Re: [alto] Incremental updates transport using SSE?

Wendy Roome Mon, 20 Oct 2014 10:14:12 -0700

Xiao,

#1: That case is certainly possible. So we should say that when a server
updates a network map, the server SHOULD send the update on all SSE streams
at the same time as that version becomes available via the network map
resource and the dependent cost map resources. If a client gets network map
and cost map updates via two different SSE streams, it is possible the
client will receive the cost map updates before the network map updates. The
client can detect this by the tag mismatch. If this happens, the client MUST
buffer the cost map updates and apply them after receiving the network map
update. If the corresponding network map update does not arrive in a timely
fashion (whatever that means), the client MUST close both streams, discard
both maps, and reestablish both streams. That may not the most efficient way
to resynchronize, but it is the simplest and most reliable.

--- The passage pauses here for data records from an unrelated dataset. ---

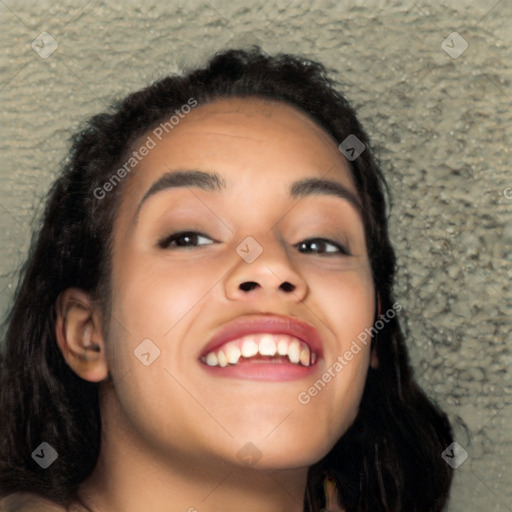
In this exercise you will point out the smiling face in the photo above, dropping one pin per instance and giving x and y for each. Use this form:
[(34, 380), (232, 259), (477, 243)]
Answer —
[(310, 263)]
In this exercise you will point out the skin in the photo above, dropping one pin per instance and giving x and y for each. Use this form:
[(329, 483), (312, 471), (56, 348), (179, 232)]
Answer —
[(171, 432)]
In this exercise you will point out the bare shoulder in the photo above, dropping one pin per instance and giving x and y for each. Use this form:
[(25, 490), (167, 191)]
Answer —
[(27, 502)]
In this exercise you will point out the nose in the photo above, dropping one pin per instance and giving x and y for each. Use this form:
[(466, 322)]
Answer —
[(268, 276)]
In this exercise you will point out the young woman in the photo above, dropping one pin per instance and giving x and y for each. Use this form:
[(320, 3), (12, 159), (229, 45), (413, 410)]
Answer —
[(206, 318)]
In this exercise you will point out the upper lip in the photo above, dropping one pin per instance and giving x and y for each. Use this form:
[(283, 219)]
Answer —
[(275, 324)]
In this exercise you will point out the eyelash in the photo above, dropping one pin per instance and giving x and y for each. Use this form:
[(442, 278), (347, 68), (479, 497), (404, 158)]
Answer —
[(166, 242)]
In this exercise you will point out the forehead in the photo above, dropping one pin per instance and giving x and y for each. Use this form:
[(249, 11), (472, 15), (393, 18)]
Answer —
[(249, 141)]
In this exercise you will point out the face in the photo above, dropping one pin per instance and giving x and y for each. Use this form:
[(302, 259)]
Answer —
[(306, 258)]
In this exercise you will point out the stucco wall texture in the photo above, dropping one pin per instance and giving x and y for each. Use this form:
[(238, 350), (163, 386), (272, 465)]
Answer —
[(439, 117)]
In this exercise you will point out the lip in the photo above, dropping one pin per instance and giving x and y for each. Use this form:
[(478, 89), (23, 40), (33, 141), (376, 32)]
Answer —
[(273, 324)]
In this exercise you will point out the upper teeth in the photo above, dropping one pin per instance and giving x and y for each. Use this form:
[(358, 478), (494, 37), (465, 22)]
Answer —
[(264, 345)]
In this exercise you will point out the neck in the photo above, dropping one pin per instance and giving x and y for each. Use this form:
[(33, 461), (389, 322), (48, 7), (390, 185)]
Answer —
[(132, 475)]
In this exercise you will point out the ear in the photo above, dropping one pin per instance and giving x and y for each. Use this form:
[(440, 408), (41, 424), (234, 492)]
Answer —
[(374, 362), (79, 334)]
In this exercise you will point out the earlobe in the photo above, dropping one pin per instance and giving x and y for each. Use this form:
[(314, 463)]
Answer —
[(79, 334)]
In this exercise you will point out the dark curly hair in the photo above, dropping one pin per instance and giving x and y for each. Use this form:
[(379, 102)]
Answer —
[(389, 459)]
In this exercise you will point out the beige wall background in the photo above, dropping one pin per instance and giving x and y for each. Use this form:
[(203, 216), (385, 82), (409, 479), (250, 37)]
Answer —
[(440, 123)]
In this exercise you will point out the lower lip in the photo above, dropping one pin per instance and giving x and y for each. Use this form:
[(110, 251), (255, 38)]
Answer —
[(262, 371)]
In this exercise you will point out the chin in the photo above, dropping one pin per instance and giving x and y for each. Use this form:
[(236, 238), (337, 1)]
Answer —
[(284, 452)]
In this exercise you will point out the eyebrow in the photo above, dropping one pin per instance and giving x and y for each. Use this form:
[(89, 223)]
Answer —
[(214, 182)]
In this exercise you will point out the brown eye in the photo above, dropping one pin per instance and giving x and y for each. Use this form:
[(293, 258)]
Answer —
[(321, 246), (183, 239)]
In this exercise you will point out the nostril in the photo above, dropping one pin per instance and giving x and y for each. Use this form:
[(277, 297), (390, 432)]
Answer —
[(248, 286)]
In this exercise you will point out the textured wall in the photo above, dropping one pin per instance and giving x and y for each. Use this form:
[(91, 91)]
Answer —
[(441, 126)]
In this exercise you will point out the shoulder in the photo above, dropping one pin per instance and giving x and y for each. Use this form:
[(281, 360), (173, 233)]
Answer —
[(27, 502)]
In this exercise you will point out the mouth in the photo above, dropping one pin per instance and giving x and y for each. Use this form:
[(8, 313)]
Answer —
[(264, 348)]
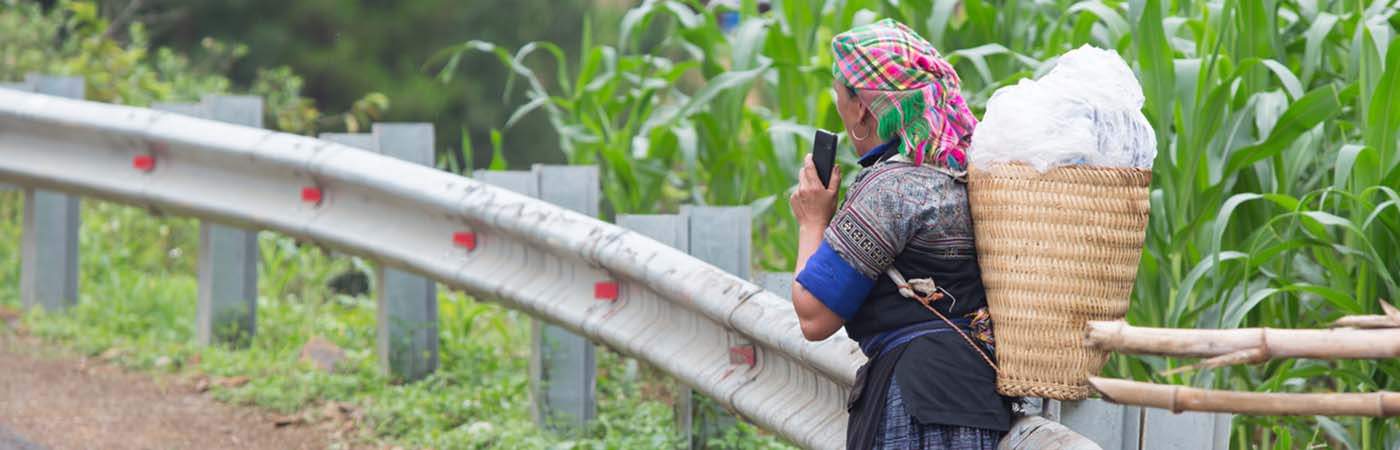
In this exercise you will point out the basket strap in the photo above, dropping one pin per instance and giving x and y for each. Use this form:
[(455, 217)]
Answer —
[(909, 292)]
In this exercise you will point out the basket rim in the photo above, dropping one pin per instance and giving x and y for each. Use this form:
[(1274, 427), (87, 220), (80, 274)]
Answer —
[(1073, 167)]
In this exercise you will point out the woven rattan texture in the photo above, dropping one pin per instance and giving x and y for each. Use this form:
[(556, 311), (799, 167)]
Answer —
[(1056, 250)]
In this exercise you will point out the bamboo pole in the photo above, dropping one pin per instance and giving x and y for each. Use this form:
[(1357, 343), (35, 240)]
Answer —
[(1271, 342), (1178, 398)]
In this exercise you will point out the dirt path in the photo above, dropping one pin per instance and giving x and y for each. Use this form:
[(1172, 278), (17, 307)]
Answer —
[(53, 400)]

Of course, avoiding bizarre cases like that are why a server should normally
use the same stream for network map and cost map updates. :-)

#2: To handle that issue, we should say that if several different update
stream resources offer the same update event type, then events of that type
must be identical on all streams (modulo transmission delays). A client may
use which ever stream it prefers. In particular, a client may pick the
stream that offers the desired combination of update events.

- Wendy Roome 

From:  Xiao SHI <[email protected]>
Date:  Mon, October 20, 2014 at 11:22
To:  Wendy Roome <[email protected]>
Cc:  Xiao SHI <[email protected]>, "Y. Richard Yang" <[email protected]>, IETF
ALTO <[email protected]>
Subject:  Re: [alto] Incremental updates transport using SSE?

Hi Wendy,

#1: Yes, that will solve the problem I was thinking of.

A follow up on this: what if say the client gets a cost map which depends on
a version of the network map that the client has not received? Should the
client simply discard the cost map or its patch? or temporarily save the
cost map and wait? Or does this question enters the realm of client/server
implementation/optimization and is no longer the protocol's concern?

Anyhow, I agree that the resource-id should do.

#2: Sounds good. The reason I thought of this is that a network map could be
in multiple update streams, should/could there be a preference of which
stream the user get the update of the network map from? Or the client could
simply find *any* update stream which contains the resource update it wants?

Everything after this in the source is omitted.